Prep Time 15 minutes
Cook Time 10 minutes
Chill Time 2 hours
Total Time 2 hours 25 minutes
Servings: 4 cups
Course: Salads
Cuisine: American
Calories: 350

Ingredients
  

For the Pasta
  • 8 ounces bow tie pasta or substitute with elbow or preferred small pasta
For the Salad
  • 2 medium ripe avocados opt for ripe avocados for best flavor
  • 1/2 medium red onion slice thinly
  • 1 pint grape tomatoes halved or can substitute with cherry tomatoes
  • 1 medium mini cucumber peeled and diced
For the Toppings
  • 1 cup Parmesan cheese shredded, or substitute with feta cheese
  • 1/2 cup Olive Garden Italian dressing or use homemade dressing
  • to taste fresh cracked black pepper optional

Equipment

  • large pot
  • Colander
  • mixing bowl
  • spoon
  • Knife

Method
 

Step-by-Step Instructions
  1. Begin by bringing a large pot of salted water to a boil.
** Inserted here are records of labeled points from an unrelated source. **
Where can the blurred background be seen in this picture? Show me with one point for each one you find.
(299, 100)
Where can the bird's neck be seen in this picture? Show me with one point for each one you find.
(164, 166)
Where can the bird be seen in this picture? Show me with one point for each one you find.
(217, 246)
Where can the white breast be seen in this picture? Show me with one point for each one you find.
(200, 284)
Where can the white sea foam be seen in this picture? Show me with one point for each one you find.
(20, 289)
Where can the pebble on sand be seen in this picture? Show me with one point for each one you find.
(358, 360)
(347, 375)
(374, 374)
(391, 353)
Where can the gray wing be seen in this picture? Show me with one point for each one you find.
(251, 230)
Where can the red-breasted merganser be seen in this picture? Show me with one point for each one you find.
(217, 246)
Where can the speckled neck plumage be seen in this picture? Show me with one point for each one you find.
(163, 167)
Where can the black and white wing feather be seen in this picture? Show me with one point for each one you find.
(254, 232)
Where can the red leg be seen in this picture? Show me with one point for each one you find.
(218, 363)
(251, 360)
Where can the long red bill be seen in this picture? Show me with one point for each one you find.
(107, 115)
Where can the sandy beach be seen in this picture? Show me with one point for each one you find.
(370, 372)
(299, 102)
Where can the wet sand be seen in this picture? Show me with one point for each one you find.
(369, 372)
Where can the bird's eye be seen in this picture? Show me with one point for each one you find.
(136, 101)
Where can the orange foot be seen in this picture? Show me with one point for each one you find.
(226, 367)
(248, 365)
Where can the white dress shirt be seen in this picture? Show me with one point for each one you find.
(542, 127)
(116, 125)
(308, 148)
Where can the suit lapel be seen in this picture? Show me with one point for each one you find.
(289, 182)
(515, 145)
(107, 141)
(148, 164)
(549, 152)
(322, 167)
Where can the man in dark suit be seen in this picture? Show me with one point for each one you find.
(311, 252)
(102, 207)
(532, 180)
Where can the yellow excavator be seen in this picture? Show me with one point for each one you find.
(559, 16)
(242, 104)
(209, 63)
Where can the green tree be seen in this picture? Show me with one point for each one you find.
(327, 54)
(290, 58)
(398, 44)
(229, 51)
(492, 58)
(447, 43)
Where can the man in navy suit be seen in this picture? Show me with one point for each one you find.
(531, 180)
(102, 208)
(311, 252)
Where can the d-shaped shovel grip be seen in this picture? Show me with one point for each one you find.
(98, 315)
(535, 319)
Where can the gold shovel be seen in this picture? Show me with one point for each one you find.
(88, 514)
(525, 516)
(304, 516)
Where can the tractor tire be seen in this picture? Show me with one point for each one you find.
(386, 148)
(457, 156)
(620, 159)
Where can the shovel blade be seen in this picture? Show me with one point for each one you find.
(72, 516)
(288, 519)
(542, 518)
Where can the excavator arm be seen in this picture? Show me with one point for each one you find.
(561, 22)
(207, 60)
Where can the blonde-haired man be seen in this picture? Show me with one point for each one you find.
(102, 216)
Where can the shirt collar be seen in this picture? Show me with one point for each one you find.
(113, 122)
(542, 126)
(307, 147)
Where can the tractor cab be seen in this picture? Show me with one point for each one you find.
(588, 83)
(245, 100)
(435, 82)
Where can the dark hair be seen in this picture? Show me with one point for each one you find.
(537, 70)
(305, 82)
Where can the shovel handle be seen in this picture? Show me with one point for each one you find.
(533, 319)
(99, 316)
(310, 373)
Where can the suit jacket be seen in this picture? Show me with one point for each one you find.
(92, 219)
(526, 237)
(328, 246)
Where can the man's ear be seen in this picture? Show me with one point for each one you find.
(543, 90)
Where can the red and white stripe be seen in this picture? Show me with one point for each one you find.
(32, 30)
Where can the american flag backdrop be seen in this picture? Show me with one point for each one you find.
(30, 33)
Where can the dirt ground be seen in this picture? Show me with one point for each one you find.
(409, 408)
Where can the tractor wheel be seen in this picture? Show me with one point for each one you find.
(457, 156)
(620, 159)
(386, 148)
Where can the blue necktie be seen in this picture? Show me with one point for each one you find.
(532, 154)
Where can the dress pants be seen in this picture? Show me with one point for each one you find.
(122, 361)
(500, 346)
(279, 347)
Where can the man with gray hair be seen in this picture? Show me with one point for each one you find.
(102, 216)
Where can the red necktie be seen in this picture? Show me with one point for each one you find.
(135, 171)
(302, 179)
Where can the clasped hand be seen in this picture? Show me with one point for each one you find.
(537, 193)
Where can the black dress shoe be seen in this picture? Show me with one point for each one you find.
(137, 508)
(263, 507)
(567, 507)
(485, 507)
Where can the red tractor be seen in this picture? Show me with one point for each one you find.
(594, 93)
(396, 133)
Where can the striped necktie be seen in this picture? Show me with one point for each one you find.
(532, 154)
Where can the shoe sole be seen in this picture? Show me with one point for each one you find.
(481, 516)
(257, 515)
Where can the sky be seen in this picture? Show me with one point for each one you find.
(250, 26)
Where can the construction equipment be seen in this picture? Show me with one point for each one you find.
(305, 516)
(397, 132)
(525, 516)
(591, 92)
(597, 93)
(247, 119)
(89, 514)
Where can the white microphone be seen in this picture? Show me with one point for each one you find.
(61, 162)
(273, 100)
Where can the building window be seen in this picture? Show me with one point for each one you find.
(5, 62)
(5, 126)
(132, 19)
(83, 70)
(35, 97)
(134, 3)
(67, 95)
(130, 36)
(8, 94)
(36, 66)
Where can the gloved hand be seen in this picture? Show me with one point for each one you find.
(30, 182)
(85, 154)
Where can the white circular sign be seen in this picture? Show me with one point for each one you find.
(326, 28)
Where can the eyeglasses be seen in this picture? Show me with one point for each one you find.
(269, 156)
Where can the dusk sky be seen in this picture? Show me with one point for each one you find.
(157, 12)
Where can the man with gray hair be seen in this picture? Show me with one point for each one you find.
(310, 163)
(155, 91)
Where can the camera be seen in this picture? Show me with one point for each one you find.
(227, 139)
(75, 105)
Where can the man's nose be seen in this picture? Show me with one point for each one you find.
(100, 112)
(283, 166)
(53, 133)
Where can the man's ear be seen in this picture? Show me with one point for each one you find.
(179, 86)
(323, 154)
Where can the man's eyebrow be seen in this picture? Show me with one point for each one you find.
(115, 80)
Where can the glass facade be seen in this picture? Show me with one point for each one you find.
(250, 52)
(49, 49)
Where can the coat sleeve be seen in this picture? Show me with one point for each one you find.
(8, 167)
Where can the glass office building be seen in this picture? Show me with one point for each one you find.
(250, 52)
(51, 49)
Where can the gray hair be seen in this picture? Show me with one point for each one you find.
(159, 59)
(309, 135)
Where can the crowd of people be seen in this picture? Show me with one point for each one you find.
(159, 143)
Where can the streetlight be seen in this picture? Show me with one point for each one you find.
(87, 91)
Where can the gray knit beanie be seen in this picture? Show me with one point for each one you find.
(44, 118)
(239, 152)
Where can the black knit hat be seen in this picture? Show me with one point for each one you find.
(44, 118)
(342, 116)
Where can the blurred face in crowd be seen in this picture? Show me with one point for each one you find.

Add the bow tie pasta and cook for 9-10 minutes until it reaches al dente, then drain and rinse under cold water.
  2. In a large mixing bowl, combine the cooled bow tie pasta, diced avocados, thinly sliced red onion, halved grape tomatoes, and diced mini cucumbers.
  3. Drizzle the salad generously with Olive Garden Italian dressing and gently toss everything together until well combined.
  4. Sprinkle shredded Parmesan cheese evenly over the top and toss again to incorporate the cheese; season with fresh cracked black pepper if desired.
  5. Transfer your avocado pasta salad to the refrigerator and let it chill for about 2 hours before serving.

Nutrition

Serving: 1cupCalories: 350kcalCarbohydrates: 40gProtein: 7gFat: 20gSaturated Fat: 6gPolyunsaturated Fat: 2gMonounsaturated Fat: 10gCholesterol: 15mgSodium: 300mgPotassium: 650mgFiber: 8gSugar: 3gVitamin A: 500IUVitamin C: 20mgCalcium: 150mgIron: 2mg

Notes

Ensure your avocados are ripe for best results. Store leftovers in an airtight container for 2-3 days but consume quickly to prevent browning.